観光業界の「軽減税率」、LCCの機内食は?(2)

  • 2019年9月13日(金)

果物狩りなどアクティビティでも“ややこしい”

 列車内での食事の販売の場合はどうか。列車内の食堂施設で提供される飲食料品は軽減税率の対象にならないが、列車内の売店や移動ワゴンで販売する飲食料品は軽減税率の対象だ。ただし、飲食メニューを座席などに置き、注文に応じて座席で行う食事の提供や、食事を事前予約している場合は適用の対象とはならない。

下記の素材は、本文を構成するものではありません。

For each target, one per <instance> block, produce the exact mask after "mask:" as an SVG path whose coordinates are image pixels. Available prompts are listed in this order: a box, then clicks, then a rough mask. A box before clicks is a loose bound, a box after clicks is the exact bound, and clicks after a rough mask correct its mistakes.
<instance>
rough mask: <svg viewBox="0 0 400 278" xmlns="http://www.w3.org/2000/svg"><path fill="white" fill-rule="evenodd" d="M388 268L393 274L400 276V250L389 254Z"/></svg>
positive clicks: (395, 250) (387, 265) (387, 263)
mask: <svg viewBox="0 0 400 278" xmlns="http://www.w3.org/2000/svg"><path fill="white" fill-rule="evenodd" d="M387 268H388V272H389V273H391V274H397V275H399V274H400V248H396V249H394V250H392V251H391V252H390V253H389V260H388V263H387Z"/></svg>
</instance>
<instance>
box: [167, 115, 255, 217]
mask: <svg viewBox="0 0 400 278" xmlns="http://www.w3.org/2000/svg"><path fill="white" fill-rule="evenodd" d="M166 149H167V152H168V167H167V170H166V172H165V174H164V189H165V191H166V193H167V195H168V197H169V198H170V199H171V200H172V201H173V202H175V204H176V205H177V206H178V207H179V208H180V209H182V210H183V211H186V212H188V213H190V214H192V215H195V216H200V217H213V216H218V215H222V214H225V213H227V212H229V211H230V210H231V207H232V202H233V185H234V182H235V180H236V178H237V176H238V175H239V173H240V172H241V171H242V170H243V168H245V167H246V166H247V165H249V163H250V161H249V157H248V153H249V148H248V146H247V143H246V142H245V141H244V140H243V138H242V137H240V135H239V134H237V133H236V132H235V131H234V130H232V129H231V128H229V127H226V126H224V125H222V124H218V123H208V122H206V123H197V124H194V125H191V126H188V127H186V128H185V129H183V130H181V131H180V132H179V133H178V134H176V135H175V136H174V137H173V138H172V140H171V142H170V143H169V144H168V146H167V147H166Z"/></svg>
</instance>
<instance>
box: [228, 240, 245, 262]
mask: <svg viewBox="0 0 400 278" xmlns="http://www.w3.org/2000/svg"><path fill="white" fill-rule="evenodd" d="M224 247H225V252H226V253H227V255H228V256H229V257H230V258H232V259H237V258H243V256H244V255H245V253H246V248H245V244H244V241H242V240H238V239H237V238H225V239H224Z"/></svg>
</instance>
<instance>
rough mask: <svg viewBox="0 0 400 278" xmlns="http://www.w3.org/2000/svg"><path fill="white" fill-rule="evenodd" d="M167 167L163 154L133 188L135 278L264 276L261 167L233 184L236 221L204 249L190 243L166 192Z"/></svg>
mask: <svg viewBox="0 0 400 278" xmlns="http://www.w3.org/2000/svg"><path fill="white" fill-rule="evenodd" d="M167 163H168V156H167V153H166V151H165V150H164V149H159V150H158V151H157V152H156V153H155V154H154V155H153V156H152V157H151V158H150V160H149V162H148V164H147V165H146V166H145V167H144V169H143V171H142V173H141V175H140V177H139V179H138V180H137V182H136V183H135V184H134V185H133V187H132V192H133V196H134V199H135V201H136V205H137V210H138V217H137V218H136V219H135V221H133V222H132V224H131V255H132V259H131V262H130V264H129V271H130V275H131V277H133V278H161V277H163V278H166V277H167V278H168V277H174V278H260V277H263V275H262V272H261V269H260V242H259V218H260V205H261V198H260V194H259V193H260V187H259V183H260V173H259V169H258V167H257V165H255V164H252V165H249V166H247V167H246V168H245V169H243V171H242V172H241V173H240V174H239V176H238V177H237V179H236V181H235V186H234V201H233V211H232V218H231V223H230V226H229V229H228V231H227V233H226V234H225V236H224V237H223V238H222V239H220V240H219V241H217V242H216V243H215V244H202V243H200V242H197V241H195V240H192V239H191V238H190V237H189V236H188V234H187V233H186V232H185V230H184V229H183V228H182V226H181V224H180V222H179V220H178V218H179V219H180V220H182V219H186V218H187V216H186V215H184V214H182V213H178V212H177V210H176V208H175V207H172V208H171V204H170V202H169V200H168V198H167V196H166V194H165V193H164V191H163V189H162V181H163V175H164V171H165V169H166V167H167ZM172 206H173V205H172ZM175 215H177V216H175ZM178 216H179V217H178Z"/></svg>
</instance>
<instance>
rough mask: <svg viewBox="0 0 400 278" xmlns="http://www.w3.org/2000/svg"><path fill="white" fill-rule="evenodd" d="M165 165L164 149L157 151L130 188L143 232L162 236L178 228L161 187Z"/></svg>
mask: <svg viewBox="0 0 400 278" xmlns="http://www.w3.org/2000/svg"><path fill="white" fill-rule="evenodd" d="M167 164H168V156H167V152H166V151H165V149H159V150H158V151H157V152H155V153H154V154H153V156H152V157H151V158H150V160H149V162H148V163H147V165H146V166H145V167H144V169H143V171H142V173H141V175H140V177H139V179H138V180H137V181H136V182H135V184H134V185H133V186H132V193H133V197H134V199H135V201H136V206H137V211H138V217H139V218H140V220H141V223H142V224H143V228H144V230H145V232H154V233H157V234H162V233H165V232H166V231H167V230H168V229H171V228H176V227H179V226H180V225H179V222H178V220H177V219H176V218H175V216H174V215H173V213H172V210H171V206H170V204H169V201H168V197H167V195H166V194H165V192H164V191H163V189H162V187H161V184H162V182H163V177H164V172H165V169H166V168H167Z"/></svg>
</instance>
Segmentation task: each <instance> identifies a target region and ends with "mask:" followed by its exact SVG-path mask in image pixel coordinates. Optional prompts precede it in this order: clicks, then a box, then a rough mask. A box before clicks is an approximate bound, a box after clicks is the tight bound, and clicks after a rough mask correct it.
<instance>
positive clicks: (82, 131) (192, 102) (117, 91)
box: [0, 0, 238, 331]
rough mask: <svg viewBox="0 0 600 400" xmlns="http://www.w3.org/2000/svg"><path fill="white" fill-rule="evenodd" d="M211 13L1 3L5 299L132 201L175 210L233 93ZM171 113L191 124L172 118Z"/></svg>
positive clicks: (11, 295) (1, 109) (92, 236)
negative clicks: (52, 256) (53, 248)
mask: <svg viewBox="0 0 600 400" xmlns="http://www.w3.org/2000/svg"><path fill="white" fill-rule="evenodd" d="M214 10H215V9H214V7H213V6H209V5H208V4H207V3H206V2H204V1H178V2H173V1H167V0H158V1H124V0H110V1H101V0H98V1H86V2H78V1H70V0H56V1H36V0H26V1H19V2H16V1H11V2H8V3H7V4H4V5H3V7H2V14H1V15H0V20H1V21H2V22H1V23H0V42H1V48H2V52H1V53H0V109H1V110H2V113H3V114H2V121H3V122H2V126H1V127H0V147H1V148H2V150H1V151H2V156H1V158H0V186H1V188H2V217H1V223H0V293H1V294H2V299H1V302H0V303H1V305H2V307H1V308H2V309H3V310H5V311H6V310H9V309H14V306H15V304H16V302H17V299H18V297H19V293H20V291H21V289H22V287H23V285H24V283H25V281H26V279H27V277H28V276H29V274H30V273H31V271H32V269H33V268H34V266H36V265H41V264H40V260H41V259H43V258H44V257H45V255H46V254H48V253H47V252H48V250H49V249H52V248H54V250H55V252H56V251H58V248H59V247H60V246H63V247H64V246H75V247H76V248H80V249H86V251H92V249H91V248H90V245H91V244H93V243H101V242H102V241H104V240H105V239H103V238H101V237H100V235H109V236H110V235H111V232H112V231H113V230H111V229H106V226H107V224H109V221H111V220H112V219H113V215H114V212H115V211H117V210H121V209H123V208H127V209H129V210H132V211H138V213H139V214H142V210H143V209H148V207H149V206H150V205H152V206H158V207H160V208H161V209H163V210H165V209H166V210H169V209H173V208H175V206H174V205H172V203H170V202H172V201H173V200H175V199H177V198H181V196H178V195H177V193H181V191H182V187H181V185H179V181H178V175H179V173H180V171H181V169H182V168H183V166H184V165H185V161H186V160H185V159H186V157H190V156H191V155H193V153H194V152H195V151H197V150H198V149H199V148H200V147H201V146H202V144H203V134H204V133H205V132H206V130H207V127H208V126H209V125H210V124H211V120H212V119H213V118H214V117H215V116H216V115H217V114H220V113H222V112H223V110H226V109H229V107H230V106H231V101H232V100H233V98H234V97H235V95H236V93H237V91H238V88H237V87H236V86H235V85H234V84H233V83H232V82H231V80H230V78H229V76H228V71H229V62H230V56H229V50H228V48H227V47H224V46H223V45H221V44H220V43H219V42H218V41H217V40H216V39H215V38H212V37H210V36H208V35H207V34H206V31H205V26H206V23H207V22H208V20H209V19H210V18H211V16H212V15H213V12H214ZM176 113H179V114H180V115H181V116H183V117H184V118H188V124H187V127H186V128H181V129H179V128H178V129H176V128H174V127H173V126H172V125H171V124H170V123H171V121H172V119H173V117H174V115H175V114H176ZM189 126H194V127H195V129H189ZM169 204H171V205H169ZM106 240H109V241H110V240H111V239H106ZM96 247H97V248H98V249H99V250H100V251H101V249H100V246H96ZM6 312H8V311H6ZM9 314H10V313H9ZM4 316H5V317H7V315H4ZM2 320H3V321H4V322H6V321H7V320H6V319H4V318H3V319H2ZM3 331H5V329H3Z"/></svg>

 同様に飛行機機内ではどうか。フルサービスキャリアと異なり、LCC(格安航空会社)では、飲食料品は事前予約もしくは機内で購入するのが一般的だ。個別Q&Aには該当する回答がなく、消費税軽減税率電話相談センターに問い合わせると「地元の税務署に相談もしくは直接LCCに相談してください」という回答だった。

 そこでジェットスタージャパンに問い合わせてみた。

 「機内で販売する弁当や飲食品については、軽減税率を適用せず、10%の税率でいきます」

 ただ、列車内や機内販売について持ち帰りの意思表示によって税率が異なるとする見方もあり、不確実な要素もあるようだ。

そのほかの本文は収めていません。